I tried something when shooting it that I hadn’t tried before, which was to bring two death squad leaders from neighbouring villages together – people who didn’t really know each other – to see how they would talk, how they would negotiate the task of creating this abhorrent story. To my horror, it was as though they were reading from a shared script, and that chilled me to my core because I could no longer cling to the hope that the boasting was a sign of personal insanity. It was actually a collective insanity; a political insanity. In that moment, that horrible afternoon, I had this awful feeling that I’d wandered into Germany 40 years after the Holocaust, only to find the Nazis still in power.

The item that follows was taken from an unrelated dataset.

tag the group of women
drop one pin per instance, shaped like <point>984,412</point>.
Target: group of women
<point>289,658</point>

Are you interested in that science fiction scenario that looks at ‘what happens if the Nazis win’?
Well I had the feeling that that scenario was not the exception to the rule but the rule itself across so much of the world. We would just rather not look at it. I also knew there would be two films: One about what happens when killers win and build a whole political system on the basis of terror and lies – that became The Act of Killing. The other would be about what it does to human beings to have to live for 50 years in fear and silence. What does it do to the human body? What does it do to a mother’s relationship with her son? To a wife’s relationship with her husband? Of course, that became The Look of Silence.
Throughout the film, Adi’s mother says a number of things – “There’s no use raising it now,” for example – that suggest she just wants to forget about what happened before.
Adi’s mother has never been able to forget that awful night when she was forced to hand her son over to the men who killed him. It has been echoing continually through her head and she hasn’t been able to let him go and heal herself. The final image shows her talking to some jumping beans in her hand. She’s saying: “Are you there? Are you really there? Come out if you’re there.” I think that this is some kind of mourning, and she cries for the first time in the film. She told us later that it was also the first time she had cried openly since the night Ramli was taken away and killed – 47 years later she cried.
Things take a rather sinister turn when some of the perpetrators reveal that they used to drink their victims’ blood. That must have been quite a shock.
For me, it’s a clear sign of their trauma. The fact they say they have to drink blood so they don’t go crazy – this way of coping with trauma is so extreme and so frightening it is a sign of just how far beyond the realm of humane behaviour the act of killing is. The fact they’ve gone so far that cannibalism could become self-protective is a sign of this nightmarish world they’ve entered and dragged their whole society into.
At one point, the son of a death squad leader says: “The wound is open.” Is that an apt metaphor for the film?
I want there to be healing, and I want there to be truth and reconciliation. But of course it’s not about what I want. The survivors who have been working with me to create these films are encouraging this. I’m not sure if the wound is open or not, but it needs to be cleaned and it needs to be dressed and healed. At the moment the wound is festering.